Kathy had eight months of outpatient physical therapy and she resumed driving by April 2015. Through it all, her husband Tom, neighbors and friends pitched in with transportation and dog walking, even temporarily conducting aspects of her business, NelliDesigns.
Early on, it wasn’t easy, especially for Tom. “Taking over pretty much everything” was hard, he says, especially as he continued his job in industrial sales. Kathy’s advice to friends and family wishing to help a person in her shoes (now flats, she good-naturedly laments, due to residual balance and strength issues): “The best thing friends can do is to allow you to be honest…to let you cry and grieve your losses, let you scream and have tantrums when your anger gets too great.” They need to understand, says Kathy, that “you are grieving the loss of a life you were living and a future you saw for yourself. And that you now face uncertainty in how far you will recover neurologically, and what that will mean and look like.”
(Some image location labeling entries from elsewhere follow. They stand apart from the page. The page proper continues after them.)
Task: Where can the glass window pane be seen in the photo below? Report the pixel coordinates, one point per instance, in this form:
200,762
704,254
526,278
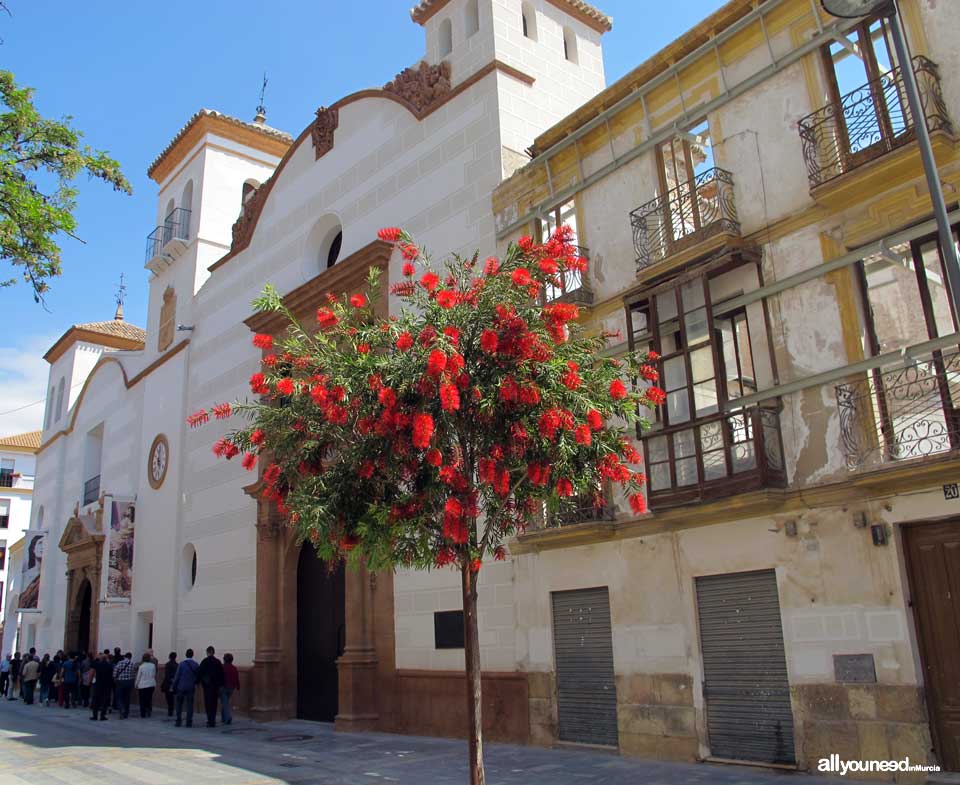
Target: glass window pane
683,444
640,320
701,363
696,325
687,471
937,285
711,436
657,449
714,465
659,476
678,406
706,400
674,373
743,457
692,293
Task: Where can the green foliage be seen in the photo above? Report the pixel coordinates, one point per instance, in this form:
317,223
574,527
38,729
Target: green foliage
341,417
35,152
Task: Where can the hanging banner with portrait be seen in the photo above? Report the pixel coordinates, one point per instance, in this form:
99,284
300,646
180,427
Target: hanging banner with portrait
120,564
33,541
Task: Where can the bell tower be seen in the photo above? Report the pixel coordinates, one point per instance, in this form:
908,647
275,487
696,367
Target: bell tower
553,46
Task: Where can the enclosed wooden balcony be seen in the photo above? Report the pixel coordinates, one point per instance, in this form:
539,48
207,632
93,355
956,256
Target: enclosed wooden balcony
714,457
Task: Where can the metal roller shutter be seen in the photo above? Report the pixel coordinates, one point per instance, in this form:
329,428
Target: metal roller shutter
583,644
744,668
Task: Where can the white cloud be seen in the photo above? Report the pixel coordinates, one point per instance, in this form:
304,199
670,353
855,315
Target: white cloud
23,383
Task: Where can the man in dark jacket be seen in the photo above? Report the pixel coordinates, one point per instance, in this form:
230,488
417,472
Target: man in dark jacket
211,677
102,686
184,685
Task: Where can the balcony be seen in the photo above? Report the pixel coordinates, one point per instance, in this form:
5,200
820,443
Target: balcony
901,414
91,490
678,224
868,124
573,287
168,240
714,457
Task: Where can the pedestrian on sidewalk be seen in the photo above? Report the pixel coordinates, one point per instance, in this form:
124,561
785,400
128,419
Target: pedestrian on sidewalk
211,677
70,674
86,679
47,672
28,678
146,682
5,675
231,684
185,685
166,687
15,665
102,686
123,684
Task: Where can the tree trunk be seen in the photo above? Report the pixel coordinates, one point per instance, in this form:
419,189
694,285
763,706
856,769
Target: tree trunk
471,649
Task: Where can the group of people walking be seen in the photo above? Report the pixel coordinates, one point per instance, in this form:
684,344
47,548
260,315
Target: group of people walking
104,682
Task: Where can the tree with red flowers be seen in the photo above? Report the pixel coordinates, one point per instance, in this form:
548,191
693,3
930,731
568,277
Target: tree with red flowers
430,438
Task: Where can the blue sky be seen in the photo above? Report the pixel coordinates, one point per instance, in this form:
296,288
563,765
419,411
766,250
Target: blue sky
131,73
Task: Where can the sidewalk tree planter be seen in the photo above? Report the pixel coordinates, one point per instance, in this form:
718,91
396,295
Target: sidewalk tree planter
428,439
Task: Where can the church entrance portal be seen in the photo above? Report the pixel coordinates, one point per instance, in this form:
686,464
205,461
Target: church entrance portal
321,635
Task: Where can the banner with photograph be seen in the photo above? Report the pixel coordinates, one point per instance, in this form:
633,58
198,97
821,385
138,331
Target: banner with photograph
34,541
120,564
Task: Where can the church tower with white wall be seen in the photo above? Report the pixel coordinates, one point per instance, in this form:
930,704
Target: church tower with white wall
550,49
206,173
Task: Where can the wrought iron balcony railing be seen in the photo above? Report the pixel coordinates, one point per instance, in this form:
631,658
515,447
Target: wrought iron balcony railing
574,286
713,457
175,226
869,122
582,509
901,413
684,216
91,490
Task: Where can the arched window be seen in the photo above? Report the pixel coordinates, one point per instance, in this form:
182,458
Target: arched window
323,246
529,19
446,37
60,388
471,18
334,253
569,45
188,567
185,215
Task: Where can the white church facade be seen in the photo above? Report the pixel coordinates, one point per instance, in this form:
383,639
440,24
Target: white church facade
208,567
754,209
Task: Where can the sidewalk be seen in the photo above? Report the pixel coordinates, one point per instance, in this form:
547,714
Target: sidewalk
50,746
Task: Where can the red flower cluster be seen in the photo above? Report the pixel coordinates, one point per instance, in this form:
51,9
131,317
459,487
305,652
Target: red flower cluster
198,418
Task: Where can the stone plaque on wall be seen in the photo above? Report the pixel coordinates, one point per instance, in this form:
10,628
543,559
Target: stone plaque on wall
854,669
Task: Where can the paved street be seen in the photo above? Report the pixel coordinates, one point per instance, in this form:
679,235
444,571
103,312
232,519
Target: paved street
41,746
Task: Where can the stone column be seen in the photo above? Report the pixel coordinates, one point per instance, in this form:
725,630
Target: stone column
267,700
357,666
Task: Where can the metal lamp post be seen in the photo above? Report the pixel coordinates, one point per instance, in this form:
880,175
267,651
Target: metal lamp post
851,9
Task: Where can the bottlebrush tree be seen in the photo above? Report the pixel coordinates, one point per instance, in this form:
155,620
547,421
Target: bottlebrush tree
429,438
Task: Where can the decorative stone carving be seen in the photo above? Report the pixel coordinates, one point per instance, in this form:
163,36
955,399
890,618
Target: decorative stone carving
323,128
421,85
168,319
243,226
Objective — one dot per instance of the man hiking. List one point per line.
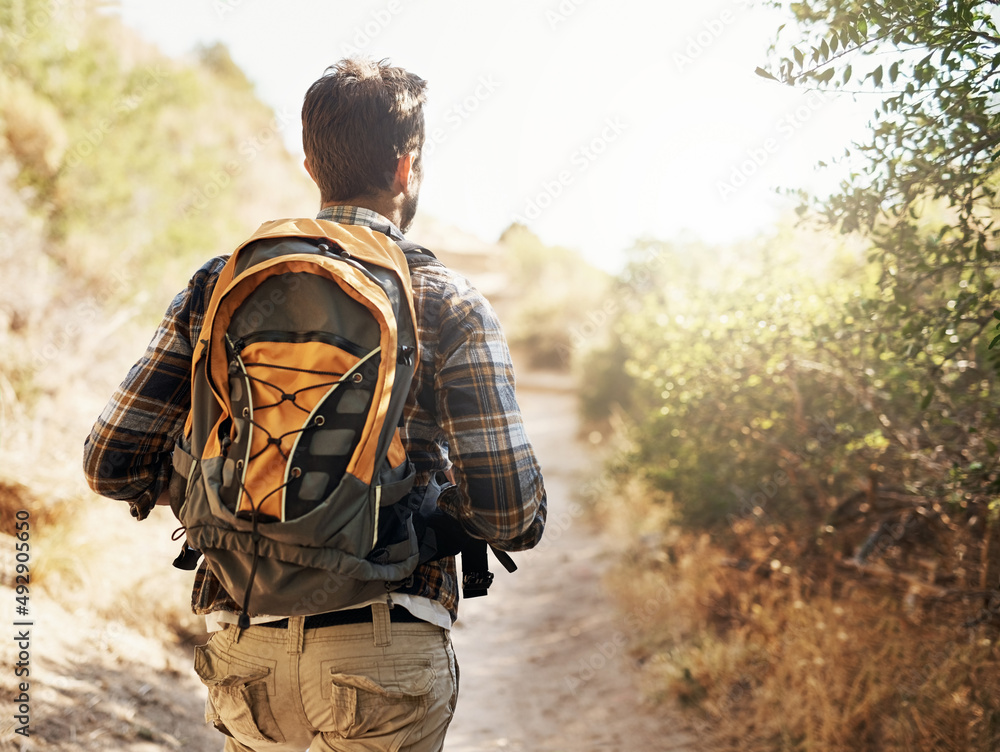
(378, 674)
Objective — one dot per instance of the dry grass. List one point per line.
(781, 659)
(769, 667)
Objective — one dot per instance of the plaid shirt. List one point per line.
(464, 372)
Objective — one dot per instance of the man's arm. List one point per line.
(127, 455)
(501, 496)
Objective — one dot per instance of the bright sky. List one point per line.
(595, 122)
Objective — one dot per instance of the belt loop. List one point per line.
(381, 625)
(296, 634)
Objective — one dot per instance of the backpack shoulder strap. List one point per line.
(416, 254)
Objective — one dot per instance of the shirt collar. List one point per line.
(358, 215)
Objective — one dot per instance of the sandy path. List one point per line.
(543, 657)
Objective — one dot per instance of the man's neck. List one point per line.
(386, 208)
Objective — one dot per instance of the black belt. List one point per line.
(348, 616)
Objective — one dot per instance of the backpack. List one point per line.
(290, 477)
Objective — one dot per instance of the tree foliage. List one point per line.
(924, 187)
(872, 374)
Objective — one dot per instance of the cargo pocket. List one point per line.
(237, 697)
(380, 700)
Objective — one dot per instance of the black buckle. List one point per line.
(476, 584)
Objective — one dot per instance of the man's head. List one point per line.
(360, 122)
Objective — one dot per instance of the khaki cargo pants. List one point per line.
(378, 687)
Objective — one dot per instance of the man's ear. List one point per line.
(404, 173)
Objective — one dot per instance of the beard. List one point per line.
(408, 210)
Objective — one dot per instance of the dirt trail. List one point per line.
(542, 658)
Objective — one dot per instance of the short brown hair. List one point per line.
(357, 121)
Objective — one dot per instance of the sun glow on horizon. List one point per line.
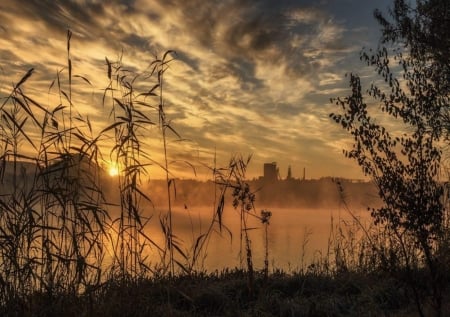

“Kathy and I have always believed in paying it forward,” says Tom, and WalkTalkConnect is their current vehicle for doing so. Last May, the Kuhls raised $3,500 for the Courage Kenny Rehabilitation Institute through a 5K fun walk. Courage Kenny is planning to tell Kathy’s story to raise awareness about WalkTalkConnect in their marketing materials. The Kuhls are currently considering for whom they would like to raise money, and awareness of spinal cord and brain tumors, next. “It has to do with a choice we all have in the face of change,” says Kathy. Losing a sense of self can lead, unfortunately, to a loss of connection with others, she says. “I hope through WalkTalkConnect we can shed light on this.”
(Photos from the WalkTalkConnect 5k last May. The event raised $3,500.)